Álvaro Sáenz Zúñiga
asaenz@liturgo.org.
Agradecimiento es lo único que esperamos de alguien a quien damos algo. El que nada tiene, al no poder responder de otra manera, dice una palabra hermosa de gratitud al recibir un regalo.
El evangelio nos habla de diez leprosos, diez personas que, por su enfermedad estaban excluidas de la comunidad y debían mantenerse a distancia de todos, para no provocar contaminación.
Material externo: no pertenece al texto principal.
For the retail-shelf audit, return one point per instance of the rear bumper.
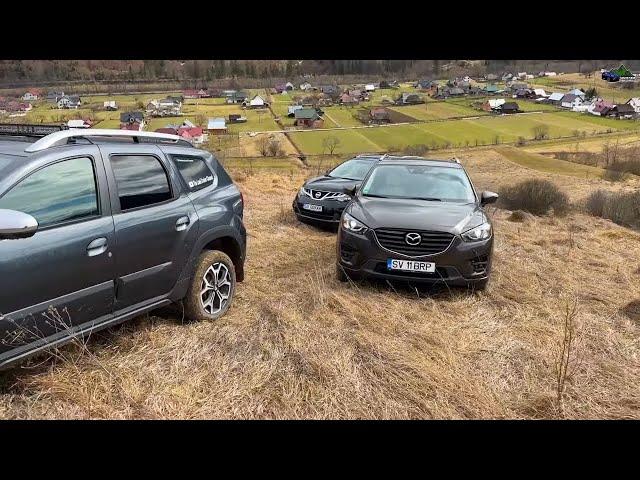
(462, 264)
Ellos llamaban con ese nombre a cualquier brote en la piel. Como la lepra es incurable, no querían correr el riesgo de contaminarse. No la consideraban enfermedad sino impureza.
Los leprosos andaban juntos, mendigando alimento, sin acercarse a la gente. Los leprosos de hoy oyeron que venía Jesús y le piden ser purificados. Querían ser reincorporados a la comunidad. Y le gritan: “¡Jesús, Maestro, ten compasión de nosotros!”.
Él se compadece de ellos y va a curarlos, y los envía a los sacerdotes para que se certifique esa pureza. En el camino los enfermos saben que están sanos y, mientras nueve continúan alegres su camino, uno de ellos, que era medio pagano, vuelve sobre sus pasos hasta Jesús para alabar a Dios y dar gracias. Jesús recibe la gratitud del samaritano –es Dios-, y pregunta: “¿No quedaron purificados los diez? Los otros nueve, ¿dónde están? Y dice al samaritano la frase clave: “Levántate y vete, tu fe te ha salvado”. Jesús, además de devolver la salud a aquel samaritano, obtenía una riqueza mayor: la salvación.
Si nosotros recibimos la salvación por el bautismo: ¿cómo es que vivimos tan irresponsablemente la fe?, ¿cómo seguimos viviendo en vicios y en codicias? Es la hora de la conversión y del cambio de vida.